On this last point, we know that the definition was stretched: Newton Dunn presented as the spokesperson for the chart a man named Mark Bles, who was formerly in the SAS. The SAS, though, is not an intelligence agency. How did Newton Dunn confirm the credentials or even existence of Bles’s collaborators? For all we know, Bles may have been taken in by fantasists and grifters. (1)
Some time ago, the Sun ran a bogus front-page splash claiming that Alan Sugar was the target of an Islamist conspiracy; when the paper was forced to acknowledge it had been taken in by false information it ran an piece about its source, which deflected some of the blame. Something similar may be Newton Dunn’s best bet.
As well as the deletion of the Sun story, the “Hijacked Labour” website also itself deleted the chart, I believe to avoid ongoing scrutiny and perhaps legal problems. It was replaced with the following message:
The Hijacked Labour Network has been taken down for rebuilding to reflect changes in the Labour Party following the 2019 UK General Election. The Network shall be republished in the first quarter of 2020 as an open project. We thank the many people who have commented upon its contents and especially those who have suggested more details and personalities for inclusion.
I noted this on Twitter last month, writing:
The true authors of the conspiracy chart promoted by Tom Newton-Dunn at the Sun remain in the shadows, although clues are out there. Their promise to have created an updated chart by now after withdrawing their earlier version has failed to materialise.

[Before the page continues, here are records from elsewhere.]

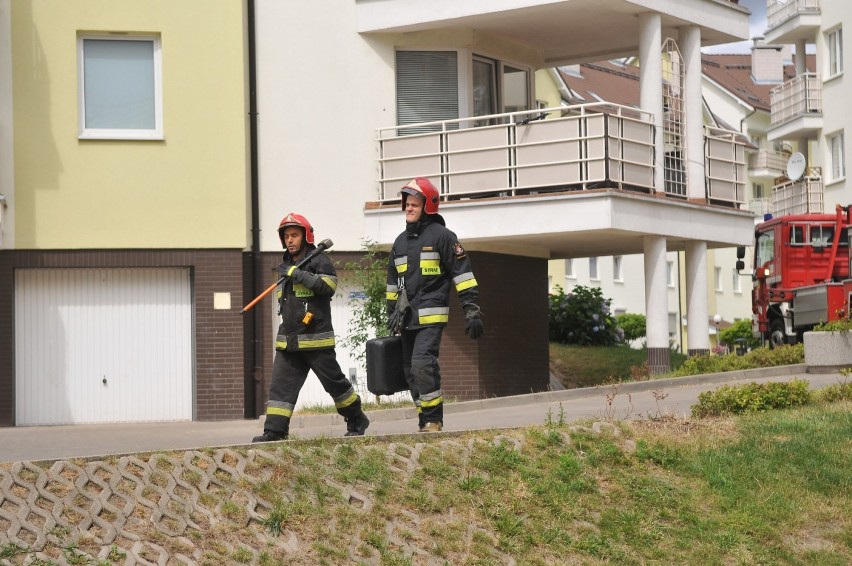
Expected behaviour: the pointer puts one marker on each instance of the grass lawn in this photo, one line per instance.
(587, 366)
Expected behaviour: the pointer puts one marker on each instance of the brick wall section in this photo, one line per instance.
(219, 350)
(511, 359)
(513, 355)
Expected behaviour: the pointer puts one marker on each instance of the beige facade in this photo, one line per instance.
(186, 190)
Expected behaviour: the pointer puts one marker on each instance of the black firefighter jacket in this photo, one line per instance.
(304, 302)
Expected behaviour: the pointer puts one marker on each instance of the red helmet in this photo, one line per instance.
(296, 220)
(423, 187)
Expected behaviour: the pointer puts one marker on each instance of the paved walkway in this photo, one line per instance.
(143, 493)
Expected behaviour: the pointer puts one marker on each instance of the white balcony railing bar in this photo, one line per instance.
(577, 148)
(759, 206)
(799, 197)
(799, 96)
(724, 165)
(584, 147)
(766, 159)
(779, 12)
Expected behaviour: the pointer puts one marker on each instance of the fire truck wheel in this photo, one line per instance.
(776, 333)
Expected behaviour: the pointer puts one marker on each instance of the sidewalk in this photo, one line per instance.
(629, 400)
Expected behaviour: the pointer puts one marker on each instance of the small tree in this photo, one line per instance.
(633, 325)
(583, 317)
(740, 330)
(369, 306)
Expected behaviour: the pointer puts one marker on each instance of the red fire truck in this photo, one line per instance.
(802, 273)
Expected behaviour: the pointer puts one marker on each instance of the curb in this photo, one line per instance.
(381, 415)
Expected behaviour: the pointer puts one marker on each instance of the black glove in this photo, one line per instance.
(473, 326)
(394, 321)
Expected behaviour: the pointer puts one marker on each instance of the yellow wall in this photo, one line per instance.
(186, 191)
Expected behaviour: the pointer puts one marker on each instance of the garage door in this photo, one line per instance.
(102, 345)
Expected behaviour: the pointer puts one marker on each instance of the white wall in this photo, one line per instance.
(322, 92)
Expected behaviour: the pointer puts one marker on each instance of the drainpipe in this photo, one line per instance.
(254, 385)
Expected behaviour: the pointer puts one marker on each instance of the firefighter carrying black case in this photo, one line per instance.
(384, 366)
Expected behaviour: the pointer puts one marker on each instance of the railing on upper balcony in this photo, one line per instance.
(724, 165)
(577, 148)
(768, 160)
(799, 96)
(779, 12)
(801, 196)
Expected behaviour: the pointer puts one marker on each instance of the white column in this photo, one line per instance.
(651, 83)
(801, 57)
(690, 49)
(697, 315)
(656, 303)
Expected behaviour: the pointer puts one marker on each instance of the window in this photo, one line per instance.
(516, 91)
(119, 82)
(837, 165)
(427, 84)
(834, 39)
(797, 235)
(593, 269)
(616, 269)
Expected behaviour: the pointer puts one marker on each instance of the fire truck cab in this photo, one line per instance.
(802, 268)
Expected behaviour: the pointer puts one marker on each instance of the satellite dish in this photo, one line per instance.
(795, 166)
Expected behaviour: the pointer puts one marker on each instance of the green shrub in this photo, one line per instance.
(740, 330)
(582, 317)
(633, 325)
(757, 358)
(752, 397)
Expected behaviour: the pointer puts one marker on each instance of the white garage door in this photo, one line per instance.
(102, 345)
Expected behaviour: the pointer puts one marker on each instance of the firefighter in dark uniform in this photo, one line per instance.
(305, 339)
(425, 261)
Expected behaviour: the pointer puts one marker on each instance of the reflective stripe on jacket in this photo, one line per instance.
(305, 306)
(427, 263)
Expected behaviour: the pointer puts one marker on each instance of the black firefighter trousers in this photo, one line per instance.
(422, 372)
(289, 372)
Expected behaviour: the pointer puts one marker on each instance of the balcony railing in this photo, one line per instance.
(799, 197)
(724, 165)
(587, 146)
(768, 160)
(799, 96)
(577, 148)
(777, 13)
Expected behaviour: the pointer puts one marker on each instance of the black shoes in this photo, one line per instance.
(355, 426)
(270, 436)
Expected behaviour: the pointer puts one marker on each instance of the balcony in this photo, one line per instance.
(792, 20)
(579, 148)
(767, 163)
(799, 197)
(796, 108)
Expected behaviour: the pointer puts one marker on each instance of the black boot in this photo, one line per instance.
(355, 426)
(270, 436)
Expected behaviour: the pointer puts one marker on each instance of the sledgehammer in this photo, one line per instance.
(324, 245)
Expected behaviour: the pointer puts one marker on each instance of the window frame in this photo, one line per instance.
(594, 273)
(84, 133)
(835, 145)
(618, 269)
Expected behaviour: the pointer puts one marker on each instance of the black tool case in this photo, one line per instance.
(384, 366)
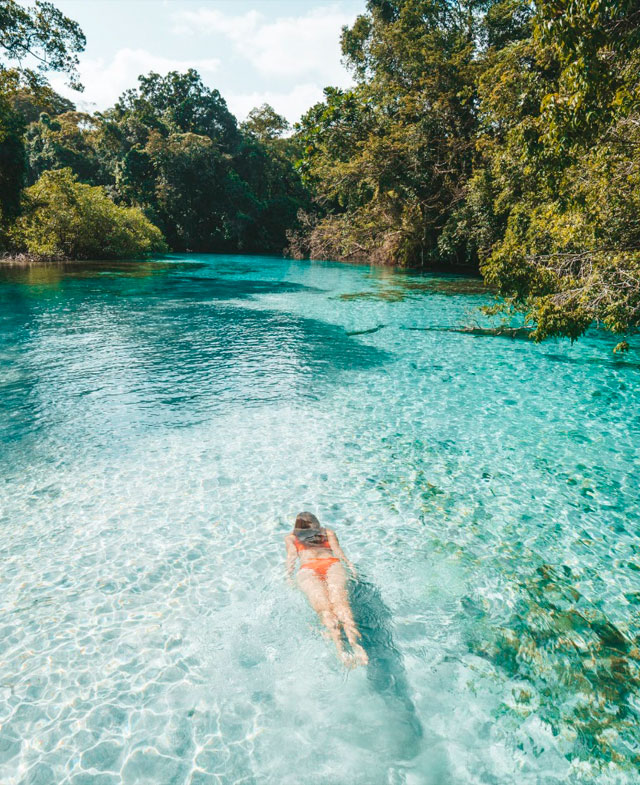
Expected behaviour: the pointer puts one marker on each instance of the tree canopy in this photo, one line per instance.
(497, 133)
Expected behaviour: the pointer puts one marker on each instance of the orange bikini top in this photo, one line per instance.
(302, 546)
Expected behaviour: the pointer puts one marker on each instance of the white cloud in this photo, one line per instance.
(105, 80)
(291, 104)
(293, 46)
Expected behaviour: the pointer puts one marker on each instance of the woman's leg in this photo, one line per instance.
(337, 590)
(316, 590)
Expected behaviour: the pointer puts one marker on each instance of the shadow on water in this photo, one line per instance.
(386, 672)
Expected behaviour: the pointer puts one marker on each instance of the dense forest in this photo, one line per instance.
(499, 135)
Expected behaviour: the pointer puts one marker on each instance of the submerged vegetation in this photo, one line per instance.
(496, 135)
(500, 134)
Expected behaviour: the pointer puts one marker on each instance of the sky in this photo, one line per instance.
(283, 52)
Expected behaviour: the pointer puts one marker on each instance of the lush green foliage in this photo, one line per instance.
(499, 134)
(66, 219)
(172, 148)
(39, 34)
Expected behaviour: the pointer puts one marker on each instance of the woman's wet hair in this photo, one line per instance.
(308, 530)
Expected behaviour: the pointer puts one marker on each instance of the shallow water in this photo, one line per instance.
(160, 426)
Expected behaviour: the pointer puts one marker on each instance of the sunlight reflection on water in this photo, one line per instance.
(160, 426)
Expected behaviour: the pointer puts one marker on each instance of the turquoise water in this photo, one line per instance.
(160, 426)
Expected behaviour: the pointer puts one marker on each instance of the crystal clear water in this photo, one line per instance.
(160, 426)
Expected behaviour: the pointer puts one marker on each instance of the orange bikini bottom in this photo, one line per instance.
(320, 566)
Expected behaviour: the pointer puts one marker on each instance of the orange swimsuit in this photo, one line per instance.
(319, 566)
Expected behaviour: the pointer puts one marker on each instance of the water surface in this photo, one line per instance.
(160, 426)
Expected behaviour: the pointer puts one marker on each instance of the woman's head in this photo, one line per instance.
(306, 520)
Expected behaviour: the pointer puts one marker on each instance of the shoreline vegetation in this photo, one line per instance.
(499, 137)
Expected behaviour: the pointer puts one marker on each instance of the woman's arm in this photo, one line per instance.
(335, 547)
(292, 555)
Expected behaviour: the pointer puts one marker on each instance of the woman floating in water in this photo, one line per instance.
(324, 580)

Days later, the website notice changed:
The Hijacked Labour Network has been taken down for now following the 2019 UK General Election and the installing of Sir Keir Starmer as Labour Party leader. The Network has now done its job, most satisfactorily. We thank the many people who have commented upon its contents and especially those who have added to the Network by reacting to it and via tip-offs.
The timing of this amendment indicates that the website’s creators are even now keeping an eye on what is being said about them.

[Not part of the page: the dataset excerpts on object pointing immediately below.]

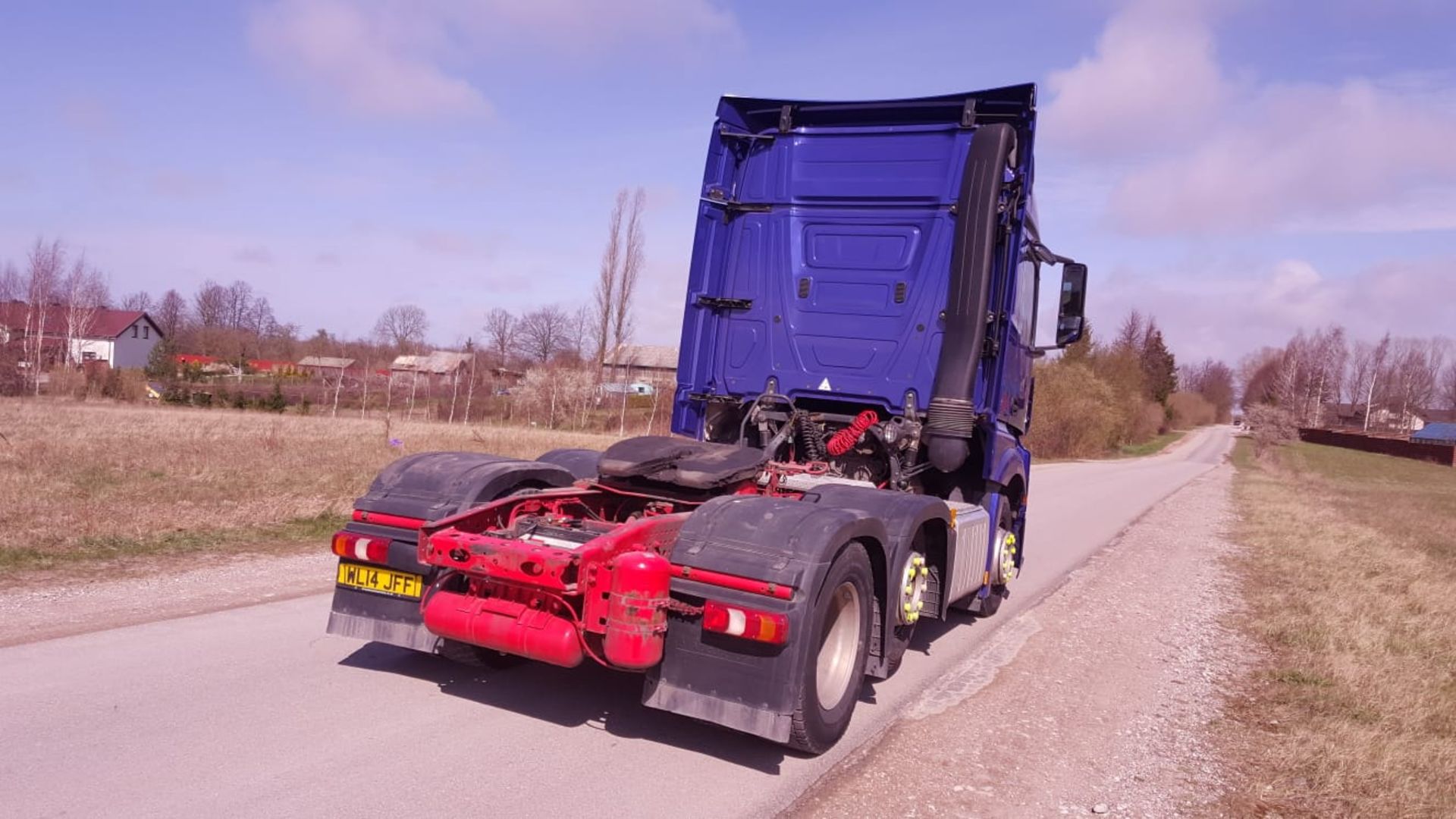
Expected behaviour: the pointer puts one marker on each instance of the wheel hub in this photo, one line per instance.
(913, 582)
(1005, 558)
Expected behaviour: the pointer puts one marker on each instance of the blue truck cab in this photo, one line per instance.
(883, 257)
(855, 384)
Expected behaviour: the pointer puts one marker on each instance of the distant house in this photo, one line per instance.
(1439, 433)
(118, 338)
(438, 365)
(635, 388)
(210, 365)
(273, 368)
(641, 362)
(325, 366)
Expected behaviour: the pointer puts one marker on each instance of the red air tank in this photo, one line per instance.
(504, 626)
(637, 615)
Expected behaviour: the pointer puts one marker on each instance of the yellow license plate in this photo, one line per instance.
(381, 579)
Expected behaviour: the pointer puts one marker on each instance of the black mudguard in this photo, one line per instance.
(905, 516)
(428, 487)
(580, 463)
(746, 686)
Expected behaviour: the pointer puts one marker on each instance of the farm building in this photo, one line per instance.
(118, 338)
(438, 365)
(210, 365)
(327, 366)
(641, 362)
(273, 368)
(1438, 433)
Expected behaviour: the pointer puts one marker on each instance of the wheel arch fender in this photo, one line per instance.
(730, 681)
(908, 519)
(436, 484)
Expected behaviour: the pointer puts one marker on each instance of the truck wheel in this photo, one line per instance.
(999, 592)
(833, 670)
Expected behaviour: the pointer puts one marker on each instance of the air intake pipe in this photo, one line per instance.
(951, 417)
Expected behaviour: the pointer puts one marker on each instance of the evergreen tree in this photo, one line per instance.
(162, 362)
(1159, 368)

UPDATE: As I noted previously, the chart had one high-profile supporter in the person of Giles Udy, author of Labour and the Gulag: Russia and the Seduction of the British Left. on Twitter, Udy described the chart as “one of the most significant pieces of research I’ve seen for a while”, and the Tweet was apparently still online on 2 July, when it was referred to scathingly by Daniel Finn, a writer for Jacobin. However, Udy has since deleted it.
Footnote
(1) I made a complaint to IPSO about this; their response was that SAS members may do “covert intelligence gathering”, and therefore the headline was not misleading. They also rejected my objection to the reference to “intelligence officers” in the plural, although their reasoning was incoherent – they pretended to believe that my complaint was instead about the reference to Corbyn in the headline and so was covered by “say”.
Of course, even if ex-intelligence agents were involved, we should ask why they are “former” rather than simply assume that that their ex-jobs indicate exceptional competence and access to privileged information.